For decades Arabs were brought here under former
President Saddam Hussein to "Arabise" the city.
In the last decade of Saddam's rule, Kurds
maintained a quasi-independent state in the
mountains to the north. Kurds and Turkmen who say
they were driven out under Saddam now claim the city
as their homeland.
All three ethnic groups agree on one thing, said
journalist Stran Abdullah: Kirkuk's wealth was never
spent on them.
"Oil is the most important reason why the identity
and the issue of Kirkuk has not been solved," he
said.
"Because of the political struggle in the city, the
government in Baghdad was reluctant to spend money
here. And the neighbouring Kurdish government also
did not help, because they did not know the
political fate of Kirkuk," he said.
CRUMBLING STREETS
Anyone who has travelled around Iraq can see -- in
the crumbling buildings, the crowded houses and
potholed streets -- that it is one of the poorest
big cities in the land.
The city's main hospital is dirty and poorly lit.

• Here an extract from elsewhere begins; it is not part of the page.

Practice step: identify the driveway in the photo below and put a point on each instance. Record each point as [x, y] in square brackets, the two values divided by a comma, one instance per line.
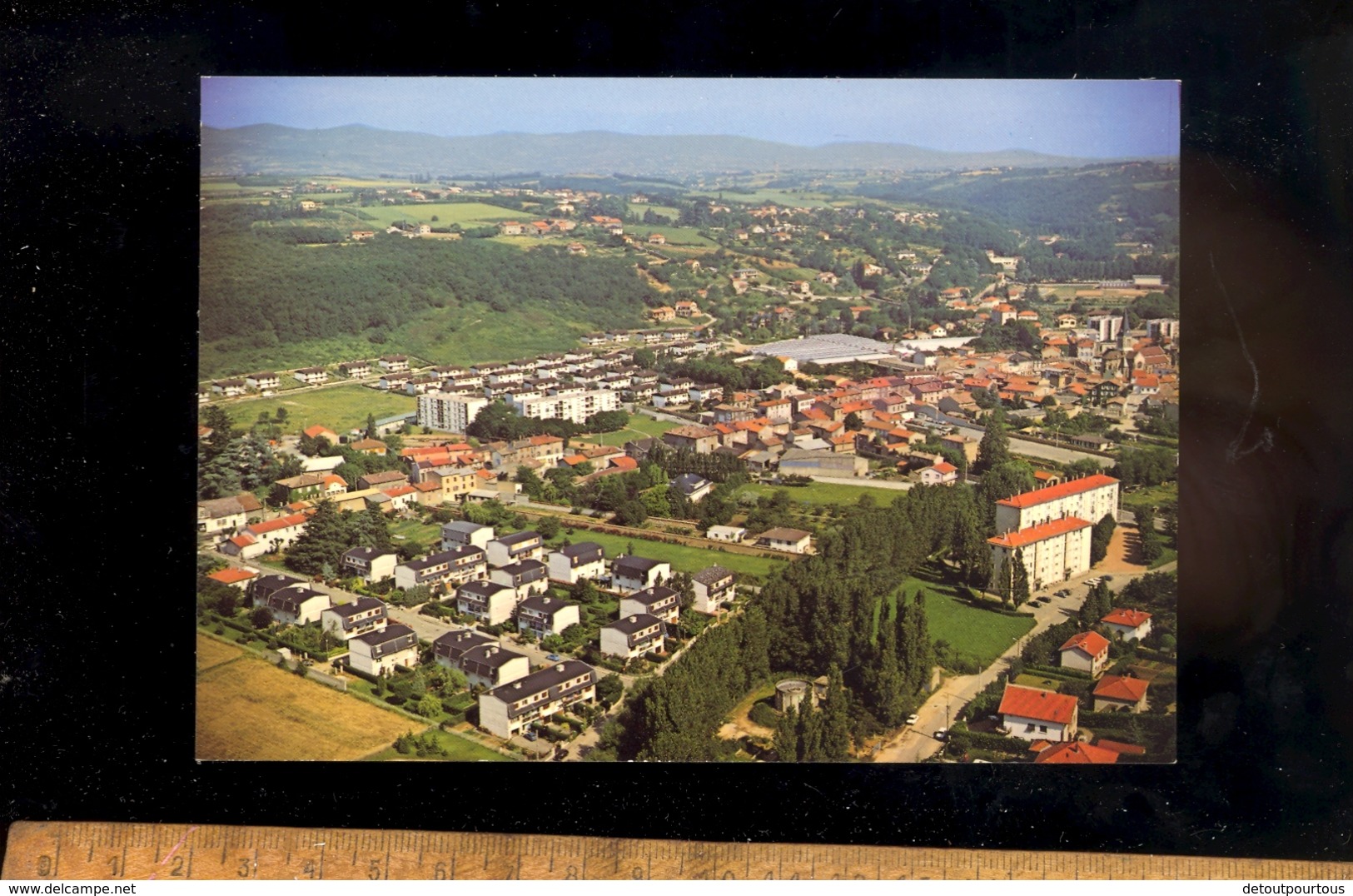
[916, 744]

Muhannad Abdul Hussein, a nurse who has worked there
for 15 years, said authorities once tried to bring
them new equipment but couldn't get it through the
doors because they were too narrow.
"This hospital was built for the people of this city
in the 1950s when there were about 200,000. Now
there are over a million and no improvements have
been added."
Life has only got worse since Saddam was toppled and
the city became an ethnic battleground. Side streets
are blocked by concrete barricades, main streets are
choked by traffic.
"It is the story of Iraq, the story of us, the poor
people, from Saddam's day until now. Nothing has
changed," said Sadeq Abdul Rahman, 50, another
security guard.
"Everybody wants to control the city and they forget
about us. I want my children and grandchildren to
have a better future but it seems there is nothing I
can do."
The area was wealthy for thousands of years.
Millennia before oil was discovered in the 1930s its
fertile fields and olive groves fed the ancient
Assyrian empire.
Louai Mohammed, 47, drank tea with a group of
friends in his butcher shop in the city's crowded
market amid the bustle of late afternoon trade. If
only politicians would stop fighting over the oil
and leave the people of Kirkuk alone, he said.
"We want everybody and mainly the government to stop
looking at our city as a place for their struggle
and care for us a little bit, care for our kids."